Furthermore, the transmission case is mainly responsible for providing motion and power for the mechanical gripper, and more importantly, the reasonable design of the transmission case can ensure the underactuated effect and the self-adaptive performance of the manipulator, so that the three fingers and six degrees of freedom can be driven by one driving motor to move simultaneously, and when one or two fingers are obstructed due to contact with a gripped object and cannot continue to perform gripping motion, the other fingers can still continue to bend until the fingers completely contact the gripped object.

In conclusion, the invention has the advantages of simple structure, reasonable design, flexible and reliable grabbing and good shape sealing property.

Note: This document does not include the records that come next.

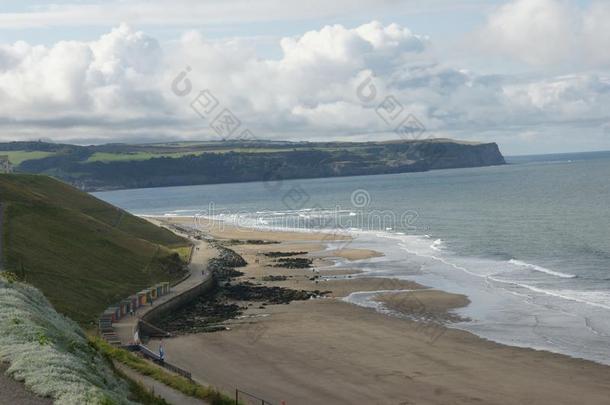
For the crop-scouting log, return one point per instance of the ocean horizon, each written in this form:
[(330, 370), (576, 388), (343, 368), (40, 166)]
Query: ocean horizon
[(525, 241)]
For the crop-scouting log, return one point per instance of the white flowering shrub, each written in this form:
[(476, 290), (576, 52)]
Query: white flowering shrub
[(50, 353)]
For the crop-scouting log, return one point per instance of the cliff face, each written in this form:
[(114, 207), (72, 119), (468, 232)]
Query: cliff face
[(227, 162), (450, 155)]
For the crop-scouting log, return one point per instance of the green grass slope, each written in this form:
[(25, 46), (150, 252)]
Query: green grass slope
[(84, 254)]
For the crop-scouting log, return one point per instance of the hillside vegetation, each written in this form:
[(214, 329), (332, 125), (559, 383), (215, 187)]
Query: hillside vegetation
[(82, 253), (115, 166), (50, 353)]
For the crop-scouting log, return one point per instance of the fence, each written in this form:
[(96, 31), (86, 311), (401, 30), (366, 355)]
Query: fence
[(245, 398)]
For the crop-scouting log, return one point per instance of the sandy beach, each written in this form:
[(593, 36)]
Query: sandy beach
[(328, 351)]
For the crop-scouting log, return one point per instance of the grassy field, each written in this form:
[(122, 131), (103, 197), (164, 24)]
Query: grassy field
[(83, 253), (114, 157), (18, 156)]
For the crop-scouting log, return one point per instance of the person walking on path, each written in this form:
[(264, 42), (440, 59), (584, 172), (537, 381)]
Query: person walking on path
[(161, 352)]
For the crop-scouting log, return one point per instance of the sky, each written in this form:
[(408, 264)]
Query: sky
[(531, 75)]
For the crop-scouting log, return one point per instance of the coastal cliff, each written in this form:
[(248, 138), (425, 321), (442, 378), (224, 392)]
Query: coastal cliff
[(117, 166)]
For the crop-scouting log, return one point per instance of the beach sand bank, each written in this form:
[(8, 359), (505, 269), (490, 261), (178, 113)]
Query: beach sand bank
[(329, 351)]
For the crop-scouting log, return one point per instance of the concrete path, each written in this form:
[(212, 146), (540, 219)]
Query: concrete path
[(171, 395)]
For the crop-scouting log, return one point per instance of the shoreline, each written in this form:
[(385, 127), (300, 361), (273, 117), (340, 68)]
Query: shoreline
[(292, 347)]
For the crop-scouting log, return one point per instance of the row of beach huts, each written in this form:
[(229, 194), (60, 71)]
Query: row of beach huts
[(129, 306)]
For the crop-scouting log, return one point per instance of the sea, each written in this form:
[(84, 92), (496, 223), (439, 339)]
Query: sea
[(527, 242)]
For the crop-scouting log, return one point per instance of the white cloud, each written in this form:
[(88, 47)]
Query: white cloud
[(118, 88), (189, 13), (549, 32)]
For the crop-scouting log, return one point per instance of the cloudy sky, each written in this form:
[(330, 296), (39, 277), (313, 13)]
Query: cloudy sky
[(532, 75)]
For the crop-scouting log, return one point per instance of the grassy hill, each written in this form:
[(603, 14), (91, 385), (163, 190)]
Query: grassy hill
[(116, 166), (83, 253)]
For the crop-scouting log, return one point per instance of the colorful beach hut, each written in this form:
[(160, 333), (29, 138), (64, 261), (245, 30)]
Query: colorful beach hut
[(153, 293), (125, 307), (142, 298), (134, 302), (165, 286)]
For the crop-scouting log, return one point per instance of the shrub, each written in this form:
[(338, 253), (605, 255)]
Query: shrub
[(50, 353)]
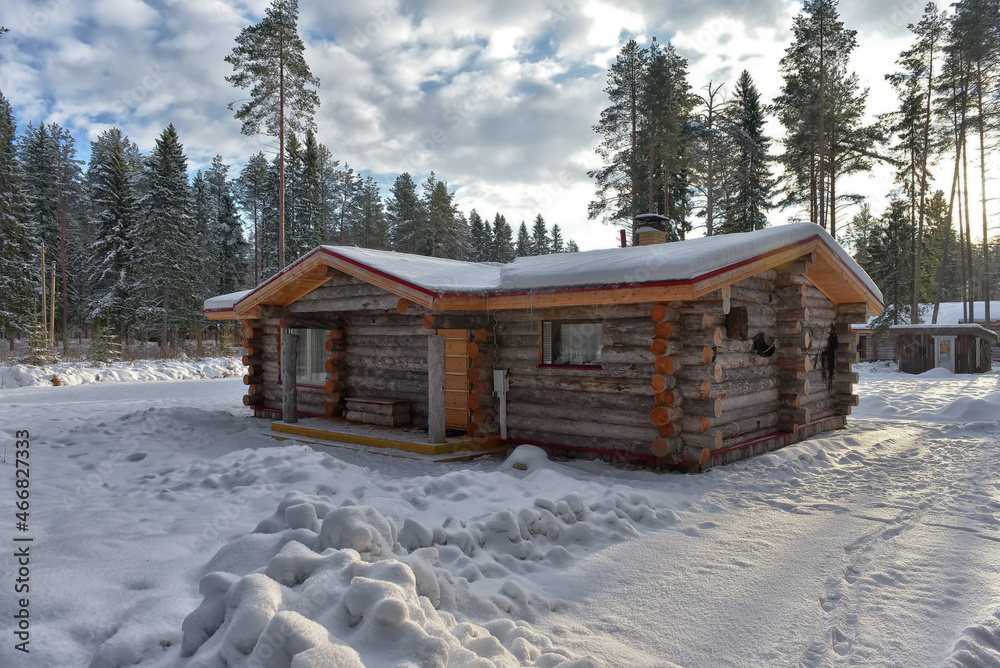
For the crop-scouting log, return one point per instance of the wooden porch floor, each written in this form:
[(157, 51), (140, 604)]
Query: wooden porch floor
[(391, 441)]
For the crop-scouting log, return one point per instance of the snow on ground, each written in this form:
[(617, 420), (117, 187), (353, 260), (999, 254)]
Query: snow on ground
[(170, 530), (77, 373)]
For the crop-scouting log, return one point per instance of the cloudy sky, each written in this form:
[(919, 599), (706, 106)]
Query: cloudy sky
[(498, 98)]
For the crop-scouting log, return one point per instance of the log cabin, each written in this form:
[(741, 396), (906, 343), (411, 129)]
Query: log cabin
[(959, 348), (683, 354)]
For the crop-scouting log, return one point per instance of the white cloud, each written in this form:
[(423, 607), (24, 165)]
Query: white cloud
[(497, 98)]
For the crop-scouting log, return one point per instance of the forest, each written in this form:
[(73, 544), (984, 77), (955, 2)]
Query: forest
[(129, 244)]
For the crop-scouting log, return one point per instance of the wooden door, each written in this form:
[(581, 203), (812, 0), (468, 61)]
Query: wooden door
[(456, 379)]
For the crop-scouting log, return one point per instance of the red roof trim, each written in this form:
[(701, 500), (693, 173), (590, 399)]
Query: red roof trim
[(556, 290)]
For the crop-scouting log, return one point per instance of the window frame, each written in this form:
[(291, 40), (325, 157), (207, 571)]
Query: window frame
[(318, 346), (554, 333)]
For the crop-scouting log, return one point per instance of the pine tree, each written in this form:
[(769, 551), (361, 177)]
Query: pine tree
[(752, 187), (269, 56), (113, 183), (503, 240), (557, 242), (540, 242), (232, 260), (618, 183), (821, 107), (370, 228), (480, 238), (405, 214), (17, 248), (524, 246), (171, 248), (251, 193)]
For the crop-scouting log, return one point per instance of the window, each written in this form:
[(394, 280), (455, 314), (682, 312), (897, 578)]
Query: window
[(310, 367), (571, 343)]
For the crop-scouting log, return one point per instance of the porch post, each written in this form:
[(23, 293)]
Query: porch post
[(436, 413), (289, 409)]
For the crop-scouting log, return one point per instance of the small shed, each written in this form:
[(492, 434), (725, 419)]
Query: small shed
[(682, 354), (958, 348)]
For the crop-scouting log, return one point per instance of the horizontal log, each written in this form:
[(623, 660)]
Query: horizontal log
[(707, 407), (665, 365), (696, 455), (708, 338), (664, 313), (794, 415), (634, 418), (664, 414), (353, 351), (631, 354), (598, 313), (668, 398), (710, 439), (737, 401), (767, 420), (585, 385), (697, 321), (700, 373), (741, 294), (661, 447), (664, 330), (740, 387), (695, 423), (377, 418), (601, 443), (695, 356), (577, 428), (383, 302)]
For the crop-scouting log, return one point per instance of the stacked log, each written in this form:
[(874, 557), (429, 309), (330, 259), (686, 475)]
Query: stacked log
[(384, 354), (335, 372), (847, 339), (482, 418), (606, 408), (794, 316)]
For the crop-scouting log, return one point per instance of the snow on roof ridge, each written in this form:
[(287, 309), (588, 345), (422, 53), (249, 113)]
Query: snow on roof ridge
[(676, 261)]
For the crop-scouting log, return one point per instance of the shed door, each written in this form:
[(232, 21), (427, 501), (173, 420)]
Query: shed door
[(944, 352), (456, 379)]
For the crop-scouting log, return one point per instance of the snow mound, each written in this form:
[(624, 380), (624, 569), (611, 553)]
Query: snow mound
[(979, 645), (70, 373), (315, 580)]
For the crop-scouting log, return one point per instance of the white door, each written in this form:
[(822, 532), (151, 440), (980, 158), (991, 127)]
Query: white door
[(944, 352)]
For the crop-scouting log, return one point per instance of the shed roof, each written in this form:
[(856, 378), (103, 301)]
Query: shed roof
[(946, 330), (662, 272)]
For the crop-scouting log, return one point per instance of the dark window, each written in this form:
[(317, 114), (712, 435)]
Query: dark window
[(571, 343)]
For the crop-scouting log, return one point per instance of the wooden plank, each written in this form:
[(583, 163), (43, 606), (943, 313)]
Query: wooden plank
[(456, 364)]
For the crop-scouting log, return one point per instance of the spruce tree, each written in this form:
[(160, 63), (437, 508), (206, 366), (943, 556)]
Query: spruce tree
[(251, 193), (172, 251), (17, 249), (118, 285), (557, 242), (752, 185), (503, 240), (540, 242), (405, 214), (233, 248), (269, 57), (480, 238), (524, 246)]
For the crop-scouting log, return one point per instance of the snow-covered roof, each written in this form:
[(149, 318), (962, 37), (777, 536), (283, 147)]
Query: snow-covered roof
[(950, 313), (429, 280), (225, 302), (947, 328)]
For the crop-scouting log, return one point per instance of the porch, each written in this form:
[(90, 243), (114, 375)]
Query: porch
[(409, 442)]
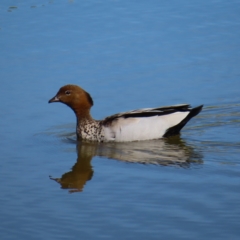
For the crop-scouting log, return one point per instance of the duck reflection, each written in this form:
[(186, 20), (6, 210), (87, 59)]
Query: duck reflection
[(171, 151)]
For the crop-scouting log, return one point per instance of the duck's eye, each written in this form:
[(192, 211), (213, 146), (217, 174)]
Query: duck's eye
[(67, 92)]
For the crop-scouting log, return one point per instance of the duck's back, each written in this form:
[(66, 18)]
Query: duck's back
[(146, 124)]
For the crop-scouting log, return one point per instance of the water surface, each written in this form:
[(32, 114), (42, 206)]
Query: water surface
[(128, 55)]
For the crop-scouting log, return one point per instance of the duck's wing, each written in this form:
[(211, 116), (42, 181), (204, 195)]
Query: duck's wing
[(148, 112), (148, 123)]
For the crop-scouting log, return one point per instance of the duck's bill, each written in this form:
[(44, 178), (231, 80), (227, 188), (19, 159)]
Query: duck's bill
[(54, 99)]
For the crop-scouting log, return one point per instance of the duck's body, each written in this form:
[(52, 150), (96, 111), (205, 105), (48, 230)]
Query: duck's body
[(136, 125)]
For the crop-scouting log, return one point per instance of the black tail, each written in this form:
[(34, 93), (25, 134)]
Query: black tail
[(176, 129)]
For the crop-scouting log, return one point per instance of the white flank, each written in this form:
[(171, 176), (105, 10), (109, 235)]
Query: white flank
[(142, 128)]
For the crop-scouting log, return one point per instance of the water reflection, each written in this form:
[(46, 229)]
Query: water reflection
[(172, 151)]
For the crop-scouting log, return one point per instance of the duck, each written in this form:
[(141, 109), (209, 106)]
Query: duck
[(135, 125)]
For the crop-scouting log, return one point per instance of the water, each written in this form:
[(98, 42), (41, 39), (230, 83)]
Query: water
[(128, 55)]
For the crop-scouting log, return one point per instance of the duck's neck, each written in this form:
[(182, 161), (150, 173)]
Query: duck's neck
[(82, 115)]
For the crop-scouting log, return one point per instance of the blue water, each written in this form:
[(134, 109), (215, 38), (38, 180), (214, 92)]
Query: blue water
[(127, 55)]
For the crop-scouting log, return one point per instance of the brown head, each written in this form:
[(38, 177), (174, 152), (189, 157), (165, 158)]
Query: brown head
[(76, 98)]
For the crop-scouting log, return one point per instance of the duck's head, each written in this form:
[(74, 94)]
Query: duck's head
[(73, 96)]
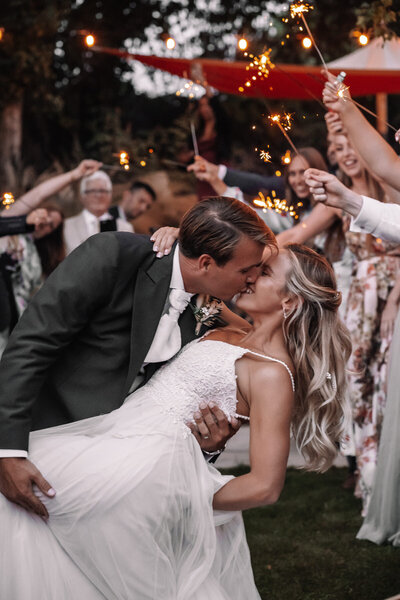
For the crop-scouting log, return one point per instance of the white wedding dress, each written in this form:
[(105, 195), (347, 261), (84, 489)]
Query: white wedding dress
[(132, 518)]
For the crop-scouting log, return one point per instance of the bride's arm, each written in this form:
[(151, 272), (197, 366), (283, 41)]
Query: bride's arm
[(271, 406)]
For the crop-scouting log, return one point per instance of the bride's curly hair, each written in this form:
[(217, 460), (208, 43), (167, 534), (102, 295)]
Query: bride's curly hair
[(319, 345)]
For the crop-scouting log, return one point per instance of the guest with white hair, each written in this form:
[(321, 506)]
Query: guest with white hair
[(95, 195)]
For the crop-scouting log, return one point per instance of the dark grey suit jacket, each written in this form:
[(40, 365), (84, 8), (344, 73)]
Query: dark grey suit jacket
[(83, 338)]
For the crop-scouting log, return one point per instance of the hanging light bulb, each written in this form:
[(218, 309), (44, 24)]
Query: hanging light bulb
[(243, 43), (90, 40), (170, 43)]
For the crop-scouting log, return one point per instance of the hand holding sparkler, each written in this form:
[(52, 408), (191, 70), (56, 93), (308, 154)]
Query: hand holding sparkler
[(85, 168), (327, 188), (204, 170)]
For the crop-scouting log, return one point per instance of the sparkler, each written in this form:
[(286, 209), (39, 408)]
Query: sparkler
[(284, 123), (298, 9), (7, 200), (262, 63), (264, 155), (278, 205), (194, 139)]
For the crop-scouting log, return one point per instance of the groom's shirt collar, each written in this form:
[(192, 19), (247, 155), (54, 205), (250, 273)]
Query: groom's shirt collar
[(176, 277)]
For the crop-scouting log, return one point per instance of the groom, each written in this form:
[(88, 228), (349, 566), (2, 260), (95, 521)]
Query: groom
[(107, 318)]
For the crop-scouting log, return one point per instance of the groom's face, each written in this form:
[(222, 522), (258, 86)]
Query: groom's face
[(234, 277)]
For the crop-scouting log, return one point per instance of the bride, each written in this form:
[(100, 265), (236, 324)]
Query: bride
[(138, 513)]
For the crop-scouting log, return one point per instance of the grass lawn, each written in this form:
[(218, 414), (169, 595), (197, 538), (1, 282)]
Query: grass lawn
[(304, 547)]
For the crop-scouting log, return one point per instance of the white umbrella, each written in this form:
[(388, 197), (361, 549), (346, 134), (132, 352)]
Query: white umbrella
[(380, 55)]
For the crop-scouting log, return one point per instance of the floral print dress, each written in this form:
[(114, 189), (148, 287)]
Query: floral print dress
[(374, 274)]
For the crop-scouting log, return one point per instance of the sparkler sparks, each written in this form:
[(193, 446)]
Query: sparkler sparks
[(265, 156), (7, 200), (276, 204), (299, 8), (263, 65)]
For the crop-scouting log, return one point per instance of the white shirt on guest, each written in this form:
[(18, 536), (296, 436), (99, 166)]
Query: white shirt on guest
[(378, 218)]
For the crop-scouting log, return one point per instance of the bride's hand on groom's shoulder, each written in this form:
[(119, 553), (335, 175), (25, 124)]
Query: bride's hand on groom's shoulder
[(163, 239), (212, 429), (17, 476)]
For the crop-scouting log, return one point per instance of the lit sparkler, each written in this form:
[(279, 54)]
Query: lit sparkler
[(284, 122), (298, 9), (271, 202), (7, 200), (265, 156), (261, 63)]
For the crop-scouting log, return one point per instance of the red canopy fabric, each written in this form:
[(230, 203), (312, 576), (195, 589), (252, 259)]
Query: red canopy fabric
[(284, 81)]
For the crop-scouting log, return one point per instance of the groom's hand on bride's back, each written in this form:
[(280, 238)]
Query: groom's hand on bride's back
[(17, 476), (212, 429)]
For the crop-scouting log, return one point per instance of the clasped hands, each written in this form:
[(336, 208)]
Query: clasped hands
[(211, 428)]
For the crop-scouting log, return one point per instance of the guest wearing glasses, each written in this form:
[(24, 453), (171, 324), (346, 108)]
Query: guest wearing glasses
[(95, 196)]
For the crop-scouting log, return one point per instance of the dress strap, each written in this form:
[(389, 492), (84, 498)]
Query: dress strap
[(281, 362)]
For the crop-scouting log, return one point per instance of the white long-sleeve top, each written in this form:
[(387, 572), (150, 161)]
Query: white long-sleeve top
[(378, 218)]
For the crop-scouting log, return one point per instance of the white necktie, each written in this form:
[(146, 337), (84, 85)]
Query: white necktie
[(167, 340)]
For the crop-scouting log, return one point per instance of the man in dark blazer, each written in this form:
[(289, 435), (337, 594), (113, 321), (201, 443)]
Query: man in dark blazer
[(81, 345)]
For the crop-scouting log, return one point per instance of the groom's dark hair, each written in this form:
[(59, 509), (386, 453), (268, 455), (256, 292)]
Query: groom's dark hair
[(215, 226)]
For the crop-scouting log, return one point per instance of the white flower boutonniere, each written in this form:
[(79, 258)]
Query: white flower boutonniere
[(206, 311)]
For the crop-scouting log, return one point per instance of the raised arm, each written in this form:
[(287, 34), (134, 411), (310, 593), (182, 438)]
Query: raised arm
[(34, 197), (320, 218), (378, 155), (271, 402)]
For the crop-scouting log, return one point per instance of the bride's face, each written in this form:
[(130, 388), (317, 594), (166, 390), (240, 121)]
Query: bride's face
[(267, 295)]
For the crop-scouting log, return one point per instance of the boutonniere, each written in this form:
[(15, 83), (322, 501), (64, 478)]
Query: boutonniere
[(206, 311)]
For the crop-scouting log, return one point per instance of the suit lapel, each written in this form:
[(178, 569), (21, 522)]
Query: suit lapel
[(150, 293)]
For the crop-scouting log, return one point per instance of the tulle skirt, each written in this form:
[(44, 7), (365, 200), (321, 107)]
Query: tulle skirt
[(132, 517)]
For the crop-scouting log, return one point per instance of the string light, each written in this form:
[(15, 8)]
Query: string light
[(299, 8), (243, 43), (124, 160), (7, 200), (170, 43), (90, 40)]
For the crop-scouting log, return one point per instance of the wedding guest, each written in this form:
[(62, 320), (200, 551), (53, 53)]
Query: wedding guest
[(382, 521), (34, 197), (135, 201), (95, 196)]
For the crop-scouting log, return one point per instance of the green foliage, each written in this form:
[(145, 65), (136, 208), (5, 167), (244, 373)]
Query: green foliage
[(78, 102), (380, 18), (304, 547)]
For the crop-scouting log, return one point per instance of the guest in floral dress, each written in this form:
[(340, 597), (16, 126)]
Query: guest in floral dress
[(374, 275)]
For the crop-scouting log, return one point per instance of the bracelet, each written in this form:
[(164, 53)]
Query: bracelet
[(215, 453)]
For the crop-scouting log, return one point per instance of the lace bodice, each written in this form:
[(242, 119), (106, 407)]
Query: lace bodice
[(203, 371)]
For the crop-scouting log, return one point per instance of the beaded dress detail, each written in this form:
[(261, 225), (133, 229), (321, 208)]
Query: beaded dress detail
[(133, 517)]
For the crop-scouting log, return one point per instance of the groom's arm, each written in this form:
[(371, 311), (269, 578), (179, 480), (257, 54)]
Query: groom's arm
[(79, 286)]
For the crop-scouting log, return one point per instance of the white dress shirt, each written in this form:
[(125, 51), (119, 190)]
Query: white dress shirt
[(175, 283), (380, 219)]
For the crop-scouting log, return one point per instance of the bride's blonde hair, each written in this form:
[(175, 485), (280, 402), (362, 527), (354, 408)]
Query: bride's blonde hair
[(319, 345)]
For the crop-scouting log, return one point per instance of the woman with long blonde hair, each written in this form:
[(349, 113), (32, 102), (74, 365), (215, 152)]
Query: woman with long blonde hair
[(133, 511)]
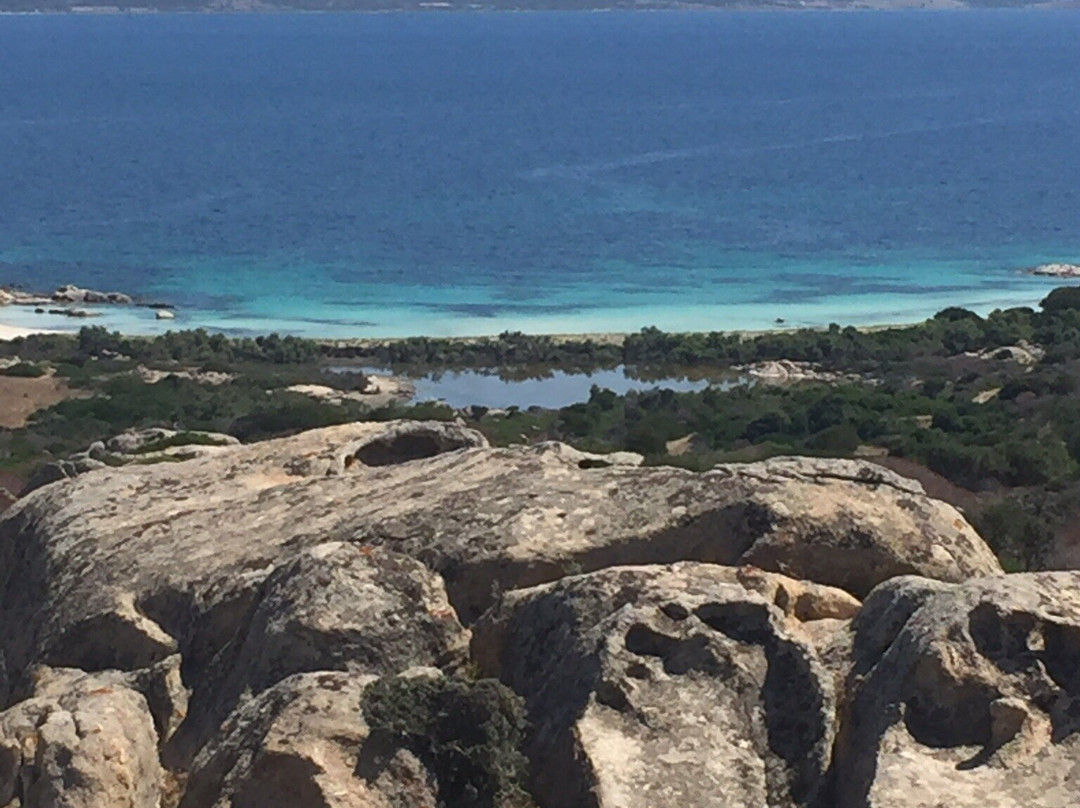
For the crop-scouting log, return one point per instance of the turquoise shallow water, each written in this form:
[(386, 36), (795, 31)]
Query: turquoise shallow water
[(468, 174)]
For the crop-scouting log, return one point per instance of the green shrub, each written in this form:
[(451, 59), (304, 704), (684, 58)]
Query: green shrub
[(1066, 297), (25, 371), (468, 734), (1020, 538)]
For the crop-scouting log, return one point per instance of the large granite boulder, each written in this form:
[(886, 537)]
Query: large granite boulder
[(123, 567), (852, 524), (79, 741), (348, 740), (964, 695), (333, 607), (669, 686)]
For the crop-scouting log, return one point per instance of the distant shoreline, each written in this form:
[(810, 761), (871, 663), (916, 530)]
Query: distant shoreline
[(929, 7)]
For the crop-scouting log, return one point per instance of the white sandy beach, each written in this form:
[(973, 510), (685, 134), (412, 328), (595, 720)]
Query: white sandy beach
[(13, 332)]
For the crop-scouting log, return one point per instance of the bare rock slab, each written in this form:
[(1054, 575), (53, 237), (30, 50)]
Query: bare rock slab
[(79, 741), (967, 692)]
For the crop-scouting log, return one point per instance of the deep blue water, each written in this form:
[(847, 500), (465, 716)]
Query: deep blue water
[(468, 173)]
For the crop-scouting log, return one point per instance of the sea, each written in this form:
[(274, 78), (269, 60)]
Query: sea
[(359, 175)]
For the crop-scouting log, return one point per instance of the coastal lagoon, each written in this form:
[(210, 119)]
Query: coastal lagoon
[(460, 174)]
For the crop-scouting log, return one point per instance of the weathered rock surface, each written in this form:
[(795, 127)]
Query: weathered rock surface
[(79, 741), (75, 294), (295, 744), (852, 524), (311, 740), (132, 446), (669, 686), (1057, 270), (964, 695), (334, 607), (122, 567)]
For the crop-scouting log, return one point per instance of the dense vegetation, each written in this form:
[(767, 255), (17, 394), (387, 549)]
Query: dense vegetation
[(942, 394), (468, 732)]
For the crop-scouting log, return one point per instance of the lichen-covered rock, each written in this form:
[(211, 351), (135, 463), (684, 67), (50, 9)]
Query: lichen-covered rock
[(79, 741), (348, 740), (122, 567), (852, 524), (663, 686), (964, 695), (296, 744), (334, 607)]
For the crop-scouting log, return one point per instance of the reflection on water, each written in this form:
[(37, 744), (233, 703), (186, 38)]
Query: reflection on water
[(553, 389)]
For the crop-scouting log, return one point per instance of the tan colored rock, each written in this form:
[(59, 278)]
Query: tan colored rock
[(851, 524), (79, 741), (663, 686), (120, 567), (296, 744), (333, 607), (307, 741), (969, 690)]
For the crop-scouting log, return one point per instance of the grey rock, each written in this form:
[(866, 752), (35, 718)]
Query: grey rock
[(852, 524), (975, 697), (121, 567), (80, 741), (305, 742), (333, 607), (650, 687), (75, 294)]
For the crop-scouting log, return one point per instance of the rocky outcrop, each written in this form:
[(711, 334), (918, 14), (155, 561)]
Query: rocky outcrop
[(968, 690), (79, 741), (851, 524), (784, 371), (152, 552), (346, 740), (295, 744), (75, 294), (677, 638), (334, 607), (134, 446), (669, 686), (1022, 353)]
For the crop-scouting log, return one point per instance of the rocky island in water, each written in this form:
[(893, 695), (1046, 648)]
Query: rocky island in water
[(246, 573)]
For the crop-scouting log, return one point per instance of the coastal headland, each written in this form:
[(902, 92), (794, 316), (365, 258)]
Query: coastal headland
[(259, 569)]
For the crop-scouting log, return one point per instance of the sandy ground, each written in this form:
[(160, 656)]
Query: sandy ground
[(22, 398), (12, 332)]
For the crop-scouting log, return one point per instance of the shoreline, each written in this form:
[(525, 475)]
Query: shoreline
[(615, 338), (118, 312)]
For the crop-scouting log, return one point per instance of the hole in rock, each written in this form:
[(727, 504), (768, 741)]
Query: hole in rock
[(400, 447)]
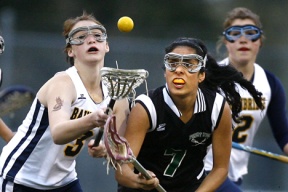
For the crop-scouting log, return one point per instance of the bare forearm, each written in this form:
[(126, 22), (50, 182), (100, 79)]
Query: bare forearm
[(213, 180)]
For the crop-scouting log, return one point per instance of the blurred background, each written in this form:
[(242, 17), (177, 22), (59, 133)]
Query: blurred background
[(32, 30)]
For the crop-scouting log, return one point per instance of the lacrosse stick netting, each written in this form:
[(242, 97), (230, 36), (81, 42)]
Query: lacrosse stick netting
[(121, 83), (119, 152)]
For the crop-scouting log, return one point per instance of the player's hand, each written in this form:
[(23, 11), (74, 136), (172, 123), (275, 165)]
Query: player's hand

The technical solution of the present invention is further described in detail by the accompanying drawings and embodiments.

Drawings

FIG. 1 is a schematic structural view of the present invention;

FIG. 2 is a diagram of the structure of the finger of the present invention, wherein (a) is a diagram of the structure and (b) is a diagram of the transmission;

FIG. 3 is a schematic diagram of the motion of various finger drive mechanisms of the present invention;

FIG. 4 is a schematic diagram of the overall layout of the fingers according to the present invention;

FIG. 5 is a schematic view of the transmission of the present invention;

FIG. 6 is a schematic view of a guide bar and support according to the present invention;

fig. 7 is an assembly view of the fingers of the robot of the present invention.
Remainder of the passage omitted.